Oken, the sit-down spot from Ok’s Deli founder Albert Ok, will serve its last plates on May 31, ending a roughly one-year run in Oakland’s Rockridge neighborhood. The triangular, cat-themed restaurant at 6200 Claremont Ave. drew early praise for its bold Asian American dishes and playful, shareable menu, but diners and staff were already seeing signs of strain this spring as the team scaled back service.

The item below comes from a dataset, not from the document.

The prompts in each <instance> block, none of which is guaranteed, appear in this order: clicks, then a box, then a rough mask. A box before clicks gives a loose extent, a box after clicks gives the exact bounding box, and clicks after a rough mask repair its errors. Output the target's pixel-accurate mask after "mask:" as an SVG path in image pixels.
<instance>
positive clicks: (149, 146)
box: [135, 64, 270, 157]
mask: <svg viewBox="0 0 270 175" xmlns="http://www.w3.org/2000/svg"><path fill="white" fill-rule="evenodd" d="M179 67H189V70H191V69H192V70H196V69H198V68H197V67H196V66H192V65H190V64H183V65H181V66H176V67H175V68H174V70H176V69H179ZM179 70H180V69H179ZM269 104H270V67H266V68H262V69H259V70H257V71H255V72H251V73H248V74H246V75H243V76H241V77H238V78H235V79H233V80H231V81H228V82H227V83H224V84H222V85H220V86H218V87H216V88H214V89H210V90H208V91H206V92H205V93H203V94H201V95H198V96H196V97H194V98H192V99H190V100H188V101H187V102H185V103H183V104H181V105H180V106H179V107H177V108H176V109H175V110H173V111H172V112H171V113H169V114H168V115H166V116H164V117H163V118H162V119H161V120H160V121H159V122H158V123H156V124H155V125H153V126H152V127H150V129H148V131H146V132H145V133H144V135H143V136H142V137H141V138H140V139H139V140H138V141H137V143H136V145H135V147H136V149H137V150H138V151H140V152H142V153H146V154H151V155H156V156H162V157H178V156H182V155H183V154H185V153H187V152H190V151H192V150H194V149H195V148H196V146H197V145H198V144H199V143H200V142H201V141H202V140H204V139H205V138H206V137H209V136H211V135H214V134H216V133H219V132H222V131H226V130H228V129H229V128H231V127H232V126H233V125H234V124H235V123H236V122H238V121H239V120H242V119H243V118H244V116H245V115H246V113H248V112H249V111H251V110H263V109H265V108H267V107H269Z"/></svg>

According to the San Francisco Chronicle, Ok announced the closure in an Instagram post, writing that the restaurant industry is tough and we are not big on making excuses or elaborate sad stories. The Chronicle also reported that Oken had already cut lunch service by March and that Ok declined to comment further.

Inside Oken's Short Run

Oken opened in May 2025 as a collaboration between Ok and the Ohgane Korean restaurant group, staking out a lane somewhere between Korean and Japanese cooking with touches from Southeast Asia. Eater SF pointed to dishes like triple-cooked potatoes, oxtail jjigae and beef tartare onigiri, while The Infatuation spotlighted the yukhwe onigiri and Sichuan popcorn chicken. Reviews also praised composed plates such as chawanmushi with torched trout belly and a jajang bolognese with wagyu, which showcased Ok’s precise, flavor-forward style.

Why It Didn't Stick

Ok told The San Francisco Standard last fall that Oken has not turned a profit, while critics described a service model that tried to speed table turns as costs climbed. The Standard framed Oken’s financial struggle as part of a broader squeeze on full-service restaurants, with compressed dinner windows, higher operating expenses and thinner margins making concepts like this a risky bet in the current dining climate.

Ok first broke out with Ok’s Deli, which opened in 2022 and became known for inventive sandwiches like a Sichuan hot chicken on a house-made sesame bun and a sisig bolillo, according to Eater SF. In its Instagram farewell, Oken’s team said they would take more time to reassess our situation and examine what our options are, leaving it unclear whether Ok will double down on the deli, look for new partners or hand over the Rockridge corner space to another operator after May 31.